まず、今回の発表の核心である「Qi2 25W」について整理しよう。これは、WPCが定めるワイヤレス充電規格Qiの最新バージョン(正式名称:Qi v2.2.1)のブランド名である。

その最大の特徴は、その名が示す通り、最大25Wの電力供給に対応したことだ。2023年11月に発表された既存のQi2規格は最大15Wであったため、実に67%近い出力向上となる。WPCの調査によれば、ワイヤレス充電の満足度を向上させるために消費者が最も望んでいた機能は「より高速な充電」であり、今回のアップデートはまさにその声に応えるものだ。

WPCのExecutive DirectorであるPaul Struhsaker氏は、「Qi2 25Wの驚くほど高速で効率的なワイヤレス充電は、ワイヤレス充電の利用浸透を促進し、新規格の採用を加速させるだろう」と、その期待を語る。
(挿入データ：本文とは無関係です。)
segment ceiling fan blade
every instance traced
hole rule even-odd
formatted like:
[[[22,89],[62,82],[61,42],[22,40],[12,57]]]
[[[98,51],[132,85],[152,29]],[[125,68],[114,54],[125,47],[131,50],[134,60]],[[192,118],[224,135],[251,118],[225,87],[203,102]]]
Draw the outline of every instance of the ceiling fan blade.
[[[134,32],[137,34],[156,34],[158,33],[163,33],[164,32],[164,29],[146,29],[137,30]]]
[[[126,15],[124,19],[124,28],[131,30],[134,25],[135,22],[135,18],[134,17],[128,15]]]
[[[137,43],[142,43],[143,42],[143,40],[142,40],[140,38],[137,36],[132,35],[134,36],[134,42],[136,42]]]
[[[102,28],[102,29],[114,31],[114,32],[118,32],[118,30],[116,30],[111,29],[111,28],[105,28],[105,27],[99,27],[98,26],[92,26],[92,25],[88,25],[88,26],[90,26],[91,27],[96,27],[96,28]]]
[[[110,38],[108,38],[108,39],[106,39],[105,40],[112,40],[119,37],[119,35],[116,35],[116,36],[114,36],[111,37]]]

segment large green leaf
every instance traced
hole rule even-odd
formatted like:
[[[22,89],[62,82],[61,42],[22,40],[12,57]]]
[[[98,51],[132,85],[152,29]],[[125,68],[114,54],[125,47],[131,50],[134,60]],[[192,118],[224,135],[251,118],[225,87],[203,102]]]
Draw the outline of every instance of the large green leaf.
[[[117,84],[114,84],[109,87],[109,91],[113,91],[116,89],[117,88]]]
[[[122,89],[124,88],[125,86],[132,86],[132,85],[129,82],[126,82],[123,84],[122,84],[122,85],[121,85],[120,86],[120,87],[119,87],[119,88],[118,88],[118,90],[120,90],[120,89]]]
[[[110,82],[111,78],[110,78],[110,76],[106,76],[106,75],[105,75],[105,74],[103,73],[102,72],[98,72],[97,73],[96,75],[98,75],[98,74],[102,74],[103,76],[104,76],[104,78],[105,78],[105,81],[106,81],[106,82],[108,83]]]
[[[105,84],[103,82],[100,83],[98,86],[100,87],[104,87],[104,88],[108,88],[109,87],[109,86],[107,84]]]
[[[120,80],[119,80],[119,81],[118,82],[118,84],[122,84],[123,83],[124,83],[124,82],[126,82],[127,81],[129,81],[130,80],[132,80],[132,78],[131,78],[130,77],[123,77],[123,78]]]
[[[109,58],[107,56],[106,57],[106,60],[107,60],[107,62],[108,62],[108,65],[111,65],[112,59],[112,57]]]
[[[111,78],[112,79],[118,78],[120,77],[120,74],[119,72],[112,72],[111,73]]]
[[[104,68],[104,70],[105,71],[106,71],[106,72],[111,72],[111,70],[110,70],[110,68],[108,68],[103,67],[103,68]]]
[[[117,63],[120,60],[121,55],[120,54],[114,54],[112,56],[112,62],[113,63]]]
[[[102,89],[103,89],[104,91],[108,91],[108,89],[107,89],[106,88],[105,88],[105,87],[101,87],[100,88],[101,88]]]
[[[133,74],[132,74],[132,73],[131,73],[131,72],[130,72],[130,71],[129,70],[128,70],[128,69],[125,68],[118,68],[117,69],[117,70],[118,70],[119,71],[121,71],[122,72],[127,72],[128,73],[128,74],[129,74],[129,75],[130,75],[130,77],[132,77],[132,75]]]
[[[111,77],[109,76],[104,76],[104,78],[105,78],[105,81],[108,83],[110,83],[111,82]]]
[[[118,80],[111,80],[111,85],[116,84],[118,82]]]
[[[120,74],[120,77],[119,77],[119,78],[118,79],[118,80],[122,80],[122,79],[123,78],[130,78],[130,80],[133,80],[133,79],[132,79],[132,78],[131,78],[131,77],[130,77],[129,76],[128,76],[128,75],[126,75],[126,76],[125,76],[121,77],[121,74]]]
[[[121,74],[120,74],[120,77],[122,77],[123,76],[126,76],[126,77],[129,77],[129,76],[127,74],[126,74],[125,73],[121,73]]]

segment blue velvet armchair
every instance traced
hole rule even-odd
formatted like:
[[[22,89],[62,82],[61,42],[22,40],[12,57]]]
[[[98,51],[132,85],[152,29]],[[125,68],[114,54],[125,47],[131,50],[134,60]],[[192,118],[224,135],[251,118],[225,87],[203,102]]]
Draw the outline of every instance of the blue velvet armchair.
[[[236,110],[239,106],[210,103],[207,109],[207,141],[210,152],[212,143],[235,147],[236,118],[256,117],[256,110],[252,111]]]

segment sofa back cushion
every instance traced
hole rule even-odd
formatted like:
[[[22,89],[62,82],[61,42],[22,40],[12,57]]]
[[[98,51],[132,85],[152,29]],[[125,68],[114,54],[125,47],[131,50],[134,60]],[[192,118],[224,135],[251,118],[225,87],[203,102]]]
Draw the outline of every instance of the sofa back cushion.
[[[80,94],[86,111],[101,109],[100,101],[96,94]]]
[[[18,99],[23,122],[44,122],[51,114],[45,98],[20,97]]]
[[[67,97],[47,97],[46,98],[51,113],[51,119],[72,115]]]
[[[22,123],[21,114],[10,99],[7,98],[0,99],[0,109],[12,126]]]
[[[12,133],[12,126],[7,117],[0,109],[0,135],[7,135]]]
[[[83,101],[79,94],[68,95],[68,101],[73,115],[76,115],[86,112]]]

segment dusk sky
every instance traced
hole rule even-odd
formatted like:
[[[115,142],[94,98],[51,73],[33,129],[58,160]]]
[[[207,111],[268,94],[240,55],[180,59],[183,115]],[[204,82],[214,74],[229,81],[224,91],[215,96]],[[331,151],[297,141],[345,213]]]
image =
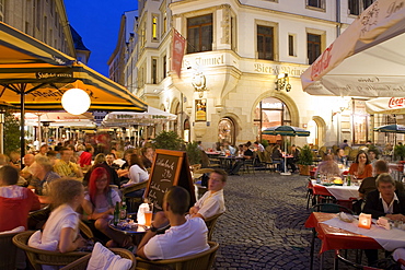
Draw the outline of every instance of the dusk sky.
[[[107,61],[117,44],[120,17],[138,0],[65,0],[68,20],[91,50],[89,67],[108,77]]]

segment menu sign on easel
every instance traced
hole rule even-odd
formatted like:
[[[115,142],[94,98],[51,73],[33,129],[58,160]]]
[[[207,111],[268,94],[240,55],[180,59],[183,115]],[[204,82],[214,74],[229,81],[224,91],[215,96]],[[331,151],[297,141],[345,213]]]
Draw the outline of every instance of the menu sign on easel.
[[[194,185],[186,152],[158,149],[153,159],[144,198],[154,204],[155,211],[163,210],[163,197],[172,186],[181,186],[190,195],[192,207],[195,201]]]

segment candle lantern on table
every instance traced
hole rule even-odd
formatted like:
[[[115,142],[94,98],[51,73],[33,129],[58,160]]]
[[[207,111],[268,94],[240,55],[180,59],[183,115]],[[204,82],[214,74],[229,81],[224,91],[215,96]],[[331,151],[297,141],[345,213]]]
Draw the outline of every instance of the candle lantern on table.
[[[371,214],[361,213],[359,215],[359,227],[362,227],[362,228],[371,227]]]

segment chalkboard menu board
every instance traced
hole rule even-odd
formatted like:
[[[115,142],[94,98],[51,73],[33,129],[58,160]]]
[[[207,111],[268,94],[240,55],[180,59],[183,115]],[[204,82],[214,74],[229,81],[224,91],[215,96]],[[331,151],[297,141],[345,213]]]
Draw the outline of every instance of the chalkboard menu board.
[[[163,210],[164,193],[172,186],[187,189],[190,196],[189,207],[194,206],[196,197],[186,152],[158,149],[144,195],[153,202],[155,211]]]

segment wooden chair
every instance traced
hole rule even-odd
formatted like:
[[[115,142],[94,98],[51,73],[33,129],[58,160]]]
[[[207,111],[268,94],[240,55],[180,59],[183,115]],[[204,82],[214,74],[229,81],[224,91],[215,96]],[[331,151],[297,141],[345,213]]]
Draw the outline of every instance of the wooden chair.
[[[27,231],[20,233],[13,237],[13,244],[25,251],[31,265],[35,270],[40,270],[42,265],[47,266],[67,266],[70,262],[88,255],[89,253],[72,251],[72,253],[58,253],[58,251],[47,251],[43,249],[37,249],[30,247],[27,245],[33,231]]]
[[[16,258],[16,246],[12,239],[15,234],[0,234],[0,269],[14,270]]]
[[[206,220],[206,225],[207,225],[207,228],[208,228],[208,240],[211,240],[212,234],[213,234],[213,230],[216,228],[217,220],[222,214],[223,213],[219,213],[219,214],[212,215],[211,218],[208,218]]]
[[[143,202],[142,198],[127,197],[128,193],[140,190],[148,186],[148,181],[141,181],[123,189],[123,197],[127,202],[128,213],[134,213],[138,211],[138,207]]]
[[[208,242],[209,249],[200,254],[169,260],[146,260],[137,257],[137,267],[142,269],[175,269],[175,270],[210,270],[216,258],[219,244]]]
[[[114,254],[119,255],[121,258],[130,259],[132,261],[132,267],[129,268],[130,270],[135,270],[136,261],[135,256],[131,251],[124,249],[124,248],[109,248]],[[60,270],[85,270],[88,268],[90,261],[91,254],[81,257],[80,259],[70,262],[66,267],[62,267]]]

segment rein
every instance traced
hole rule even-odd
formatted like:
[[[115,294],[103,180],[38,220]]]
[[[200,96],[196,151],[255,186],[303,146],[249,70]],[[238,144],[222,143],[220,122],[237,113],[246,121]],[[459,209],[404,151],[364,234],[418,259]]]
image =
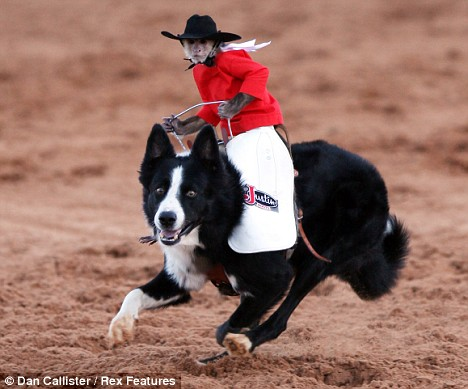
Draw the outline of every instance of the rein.
[[[184,109],[182,112],[179,112],[177,115],[166,116],[166,117],[163,117],[163,119],[169,119],[172,122],[174,119],[177,119],[178,117],[186,114],[187,112],[191,111],[192,109],[202,107],[202,106],[205,106],[205,105],[221,104],[221,103],[224,103],[224,102],[226,102],[226,101],[225,100],[218,100],[218,101],[207,101],[207,102],[203,102],[203,103],[198,103],[198,104],[192,105],[191,107],[189,107],[187,109]],[[229,136],[231,137],[230,139],[232,139],[234,136],[232,135],[231,119],[227,118],[227,122],[228,122],[228,127],[229,127]],[[187,148],[184,145],[184,142],[182,142],[182,139],[179,137],[179,135],[174,130],[172,130],[170,132],[177,139],[177,142],[179,142],[180,146],[184,149],[184,151],[188,151]],[[223,141],[224,141],[224,144],[226,144],[229,141],[229,139],[224,138],[224,133],[223,133]]]

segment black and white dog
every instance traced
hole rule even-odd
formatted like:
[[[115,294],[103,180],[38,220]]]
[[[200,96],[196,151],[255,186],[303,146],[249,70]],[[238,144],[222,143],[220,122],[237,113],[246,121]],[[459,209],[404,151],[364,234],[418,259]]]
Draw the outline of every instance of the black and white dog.
[[[404,266],[409,237],[389,214],[380,174],[363,158],[324,141],[295,144],[292,153],[303,228],[316,251],[331,262],[318,260],[302,238],[289,259],[285,251],[234,252],[227,238],[243,212],[243,190],[239,172],[219,151],[213,128],[200,131],[190,153],[176,155],[163,128],[153,127],[140,182],[164,268],[125,297],[110,324],[111,344],[132,338],[141,311],[185,303],[209,280],[222,293],[241,296],[216,331],[218,343],[233,355],[278,337],[301,300],[328,276],[348,282],[362,299],[390,291]]]

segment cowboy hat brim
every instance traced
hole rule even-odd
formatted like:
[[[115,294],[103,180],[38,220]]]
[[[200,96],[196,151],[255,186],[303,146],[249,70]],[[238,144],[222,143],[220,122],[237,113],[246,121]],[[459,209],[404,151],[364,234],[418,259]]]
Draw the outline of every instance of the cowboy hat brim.
[[[230,32],[222,32],[222,31],[218,31],[214,34],[208,34],[208,35],[190,34],[190,33],[174,35],[174,34],[171,34],[169,31],[161,31],[161,34],[164,35],[166,38],[175,39],[178,41],[182,39],[209,39],[209,40],[221,41],[221,42],[231,42],[231,41],[241,39],[241,37],[237,34],[232,34]]]

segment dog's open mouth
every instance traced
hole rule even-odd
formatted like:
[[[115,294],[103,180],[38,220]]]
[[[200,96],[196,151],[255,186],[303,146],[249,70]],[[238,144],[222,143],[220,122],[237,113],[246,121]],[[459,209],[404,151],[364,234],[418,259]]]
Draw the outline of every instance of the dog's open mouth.
[[[180,239],[189,234],[199,223],[193,222],[186,224],[179,230],[158,230],[161,243],[172,246],[180,242]]]

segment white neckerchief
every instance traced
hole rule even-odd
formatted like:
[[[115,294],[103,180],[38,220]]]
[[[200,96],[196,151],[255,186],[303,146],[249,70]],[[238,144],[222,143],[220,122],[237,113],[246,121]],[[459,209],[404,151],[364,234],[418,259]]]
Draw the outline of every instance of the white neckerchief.
[[[222,43],[220,46],[221,51],[233,51],[233,50],[245,50],[247,52],[257,51],[259,49],[268,46],[271,41],[265,43],[259,43],[258,45],[255,44],[256,39],[252,39],[247,42],[243,43]]]

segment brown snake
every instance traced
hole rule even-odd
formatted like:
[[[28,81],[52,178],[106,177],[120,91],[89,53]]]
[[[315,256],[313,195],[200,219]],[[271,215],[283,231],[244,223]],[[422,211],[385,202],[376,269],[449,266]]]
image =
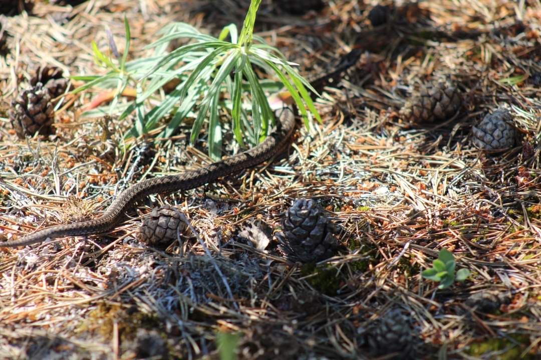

しかし、Qi2 25Wの真の重要性は、速度向上だけではない。それは、これまでメーカー各社が独自に開発してきた高速ワイヤレス充電プロトコルが乱立し、ユーザーが互換性の問題に悩まされてきた状況に終止符を打つ可能性を秘めている点にある。WPCは、この新規格が「真に高速なQi認証ワイヤレス充電を可能にする最初の規格」であると強調しており、業界全体の標準化と相互運用性の向上という大きな目標を掲げている。

なぜ「今」なのか? Android陣営の長い停滞とその背景

今回の発表で最も注目すべき一文は、「Apple iPhoneに加え、主要なAndroidスマートフォンがこのローンチで初めてQi2エコシステムに参加する」という宣言だろう。この背景を理解するためには、2023年のQi2発表以降のAndroid陣営の不可解なまでの「停滞」を振り返る必要がある。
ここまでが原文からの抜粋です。